Fix thread safety issues in Communicator, Session, and AsyncPromiseFulfillerDecorator#433
Fix thread safety issues in Communicator, Session, and AsyncPromiseFulfillerDecorator#433neinhart wants to merge 1 commit intoChargeTimeEU:masterfrom
Conversation
…lfillerDecorator - Replace non-thread-safe ArrayDeque with ConcurrentLinkedDeque in Communicator transaction queue to fix race condition where RetryRunner thread and sendCall() concurrently access the queue without synchronization - Replace boolean failedFlag with AtomicBoolean for cross-thread visibility between RetryRunner and EventHandler - Replace unbounded CachedThreadPool with bounded ThreadPoolExecutor in AsyncPromiseFulfillerDecorator (core=CPUs, max=CPUs*2, queue=1000, CallerRunsPolicy) to prevent thread explosion when many chargers send requests simultaneously - Remove unnecessary synchronized from Session.onCall() — all internal state is already thread-safe (ConcurrentHashMap, stateless Gson, immutable FeatureRepository). The lock serialized all incoming CALL messages per session despite OCPP supporting concurrent requests via unique message IDs - Add automatic cleanup of pendingPromises via whenComplete callback to prevent unbounded map growth
|
Hi @neinhart, I haven't fully looked into all issues, but this one: | Additionally, pendingPromises entries are never removed after completion, causing unbounded map growth. does not seem correct to me. See Session#completePendingPromise() which removes pendingPromises when completing. |
|
Hi @robert-s-ubi, thanks for the careful review and the correction — you're right that my wording in the PR description was inaccurate. Let me trace through the code more precisely: Normal success path — you're correct:
So in the successful path, entries are removed correctly as you pointed out. Exception path — where I think there is still a leak: In } catch (Exception ex) {
logger.warn(\"fulfillPromise() failed\", ex);
if (promise != null) {
promise.completeExceptionally(ex); // <-- bypasses completePendingPromise
}
}In this case, The That said, I agree the PR description overstates the issue — it's an edge case in the exception path, not a general leak. Would you prefer:
Happy to go either way. Thanks again for taking the time to review! |
@neinhart I'd prefer option 2, and put the promise leak in a separate PR. Something similar was already fixed with the promises for outgoing requests in this commit: 32903d4 - and that change replaced the existing promise removals with a single whenComplete() removal. I'd like to solve this issue the same way, if possible. |
robert-s-ubi
left a comment
There was a problem hiding this comment.
I haven't looked at the tests yet. I suppose not all will apply when the completion leak fix is removed?

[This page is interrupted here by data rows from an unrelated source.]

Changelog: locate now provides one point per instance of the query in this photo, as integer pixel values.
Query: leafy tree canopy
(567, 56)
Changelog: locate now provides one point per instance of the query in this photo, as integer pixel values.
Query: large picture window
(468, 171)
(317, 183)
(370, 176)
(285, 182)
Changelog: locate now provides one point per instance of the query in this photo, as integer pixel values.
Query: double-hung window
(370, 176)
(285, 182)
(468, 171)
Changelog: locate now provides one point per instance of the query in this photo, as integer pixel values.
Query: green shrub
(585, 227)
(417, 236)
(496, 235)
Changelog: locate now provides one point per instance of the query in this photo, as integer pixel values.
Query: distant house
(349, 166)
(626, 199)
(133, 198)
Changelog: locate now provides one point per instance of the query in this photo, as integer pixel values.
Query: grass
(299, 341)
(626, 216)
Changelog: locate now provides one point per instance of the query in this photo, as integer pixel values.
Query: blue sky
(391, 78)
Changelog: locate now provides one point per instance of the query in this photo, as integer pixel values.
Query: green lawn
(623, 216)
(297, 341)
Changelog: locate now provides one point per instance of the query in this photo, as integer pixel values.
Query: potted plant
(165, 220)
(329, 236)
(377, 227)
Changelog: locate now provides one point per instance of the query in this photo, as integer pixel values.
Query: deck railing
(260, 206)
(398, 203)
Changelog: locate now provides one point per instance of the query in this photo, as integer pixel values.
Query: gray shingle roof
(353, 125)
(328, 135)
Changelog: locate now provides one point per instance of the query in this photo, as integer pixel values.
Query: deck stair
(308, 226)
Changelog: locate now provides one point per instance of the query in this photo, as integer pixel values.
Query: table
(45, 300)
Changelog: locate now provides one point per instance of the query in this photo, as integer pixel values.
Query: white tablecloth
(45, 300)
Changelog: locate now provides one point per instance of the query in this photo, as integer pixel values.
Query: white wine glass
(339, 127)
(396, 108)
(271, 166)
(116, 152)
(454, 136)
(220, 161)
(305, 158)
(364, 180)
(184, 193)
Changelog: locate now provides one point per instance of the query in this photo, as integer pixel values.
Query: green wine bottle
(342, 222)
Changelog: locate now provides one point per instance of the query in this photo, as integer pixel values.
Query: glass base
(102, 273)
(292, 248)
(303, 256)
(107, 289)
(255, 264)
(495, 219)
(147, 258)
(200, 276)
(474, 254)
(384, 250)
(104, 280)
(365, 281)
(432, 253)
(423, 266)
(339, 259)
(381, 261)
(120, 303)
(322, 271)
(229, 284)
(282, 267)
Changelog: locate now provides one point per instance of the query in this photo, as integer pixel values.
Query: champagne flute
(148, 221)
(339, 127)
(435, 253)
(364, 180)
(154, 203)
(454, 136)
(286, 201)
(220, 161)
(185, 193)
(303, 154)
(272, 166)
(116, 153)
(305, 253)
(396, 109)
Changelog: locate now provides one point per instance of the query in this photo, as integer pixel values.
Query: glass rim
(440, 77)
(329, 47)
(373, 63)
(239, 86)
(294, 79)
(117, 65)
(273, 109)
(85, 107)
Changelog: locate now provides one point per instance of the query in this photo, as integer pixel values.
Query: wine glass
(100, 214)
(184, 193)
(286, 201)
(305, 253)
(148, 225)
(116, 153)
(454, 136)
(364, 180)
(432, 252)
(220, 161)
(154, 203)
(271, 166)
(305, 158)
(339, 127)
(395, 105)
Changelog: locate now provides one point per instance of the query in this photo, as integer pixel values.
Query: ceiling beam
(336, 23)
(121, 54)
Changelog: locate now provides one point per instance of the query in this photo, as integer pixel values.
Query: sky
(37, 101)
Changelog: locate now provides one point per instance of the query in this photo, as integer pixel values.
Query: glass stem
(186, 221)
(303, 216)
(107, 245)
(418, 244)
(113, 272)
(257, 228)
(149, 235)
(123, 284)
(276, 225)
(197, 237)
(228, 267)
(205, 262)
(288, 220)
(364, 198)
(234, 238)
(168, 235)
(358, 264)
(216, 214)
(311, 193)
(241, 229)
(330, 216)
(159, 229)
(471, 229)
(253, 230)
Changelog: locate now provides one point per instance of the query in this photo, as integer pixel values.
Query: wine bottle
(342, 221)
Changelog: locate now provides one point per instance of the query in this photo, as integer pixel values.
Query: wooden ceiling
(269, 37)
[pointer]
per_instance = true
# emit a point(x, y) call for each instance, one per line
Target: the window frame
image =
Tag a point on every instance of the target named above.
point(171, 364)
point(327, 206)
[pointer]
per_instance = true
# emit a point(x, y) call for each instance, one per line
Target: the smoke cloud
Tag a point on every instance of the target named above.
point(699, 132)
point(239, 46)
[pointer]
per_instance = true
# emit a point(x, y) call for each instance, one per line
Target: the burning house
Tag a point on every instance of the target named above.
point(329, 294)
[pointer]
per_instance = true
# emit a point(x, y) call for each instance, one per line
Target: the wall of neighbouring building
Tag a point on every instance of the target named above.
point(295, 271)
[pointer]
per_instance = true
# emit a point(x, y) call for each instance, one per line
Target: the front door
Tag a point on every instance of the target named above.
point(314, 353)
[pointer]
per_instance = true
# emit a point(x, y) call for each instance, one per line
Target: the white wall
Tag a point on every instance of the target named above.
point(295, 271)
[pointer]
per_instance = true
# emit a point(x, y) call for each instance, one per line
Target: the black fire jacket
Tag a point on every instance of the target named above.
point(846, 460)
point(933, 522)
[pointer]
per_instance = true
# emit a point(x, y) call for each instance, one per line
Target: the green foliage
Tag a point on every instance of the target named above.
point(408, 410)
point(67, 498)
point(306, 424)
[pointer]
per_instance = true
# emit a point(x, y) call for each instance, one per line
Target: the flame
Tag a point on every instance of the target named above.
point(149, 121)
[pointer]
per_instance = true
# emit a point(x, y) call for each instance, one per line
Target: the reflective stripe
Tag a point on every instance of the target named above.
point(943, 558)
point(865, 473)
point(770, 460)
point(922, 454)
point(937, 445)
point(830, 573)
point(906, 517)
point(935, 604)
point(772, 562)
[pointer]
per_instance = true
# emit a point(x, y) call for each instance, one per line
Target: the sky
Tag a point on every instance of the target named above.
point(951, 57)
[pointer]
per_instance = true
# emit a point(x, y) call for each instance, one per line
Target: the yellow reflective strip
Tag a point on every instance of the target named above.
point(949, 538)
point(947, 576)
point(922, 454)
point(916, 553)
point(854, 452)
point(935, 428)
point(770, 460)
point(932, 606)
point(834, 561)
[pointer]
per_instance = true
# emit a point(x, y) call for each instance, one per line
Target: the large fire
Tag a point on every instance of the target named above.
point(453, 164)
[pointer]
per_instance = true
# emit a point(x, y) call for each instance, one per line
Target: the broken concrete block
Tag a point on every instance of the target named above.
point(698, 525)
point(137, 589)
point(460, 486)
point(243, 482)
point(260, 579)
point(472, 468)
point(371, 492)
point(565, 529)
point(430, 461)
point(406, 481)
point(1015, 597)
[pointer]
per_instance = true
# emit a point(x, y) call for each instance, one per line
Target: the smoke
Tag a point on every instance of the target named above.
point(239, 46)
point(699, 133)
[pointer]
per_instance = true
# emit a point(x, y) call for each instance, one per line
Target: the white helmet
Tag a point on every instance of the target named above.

| "An error occurred. Sending this information: uniqueId {}: action: {}, errorCode: {}," | ||
| + " errorDescription: {}", |
There was a problem hiding this comment.
Please revert this unnecessary formatting change.
| "Payload for Action is syntactically correct but at least one of the fields violates" | ||
| + " occurrence constraints"; |
There was a problem hiding this comment.
Please revert this unnecessary formatting change.
| "An internal error occurred and the receiver was not able to process the requested Action" | ||
| + " successfully"; |
There was a problem hiding this comment.
Please revert this unnecessary formatting change.
| if (request.validate()) { | ||
| CompletableFuture<Confirmation> promise = new CompletableFuture<>(); | ||
| promise.whenComplete(new ConfirmationHandler(id, action, communicator)); | ||
| promise.whenComplete((result, error) -> pendingPromises.remove(id)); |
There was a problem hiding this comment.
Please revert and make this change in a different PR.
| int coreSize = Runtime.getRuntime().availableProcessors(); | ||
| int maxSize = coreSize * 2; |
There was a problem hiding this comment.
I'm not sure about the effects of this. Note that this also affects the request handling on the charging station side, and I've seen CSMS "bomb" charging stations with parallel ChangeConfigurationRequests for all read-write configuration settings. Would this still work the same as before?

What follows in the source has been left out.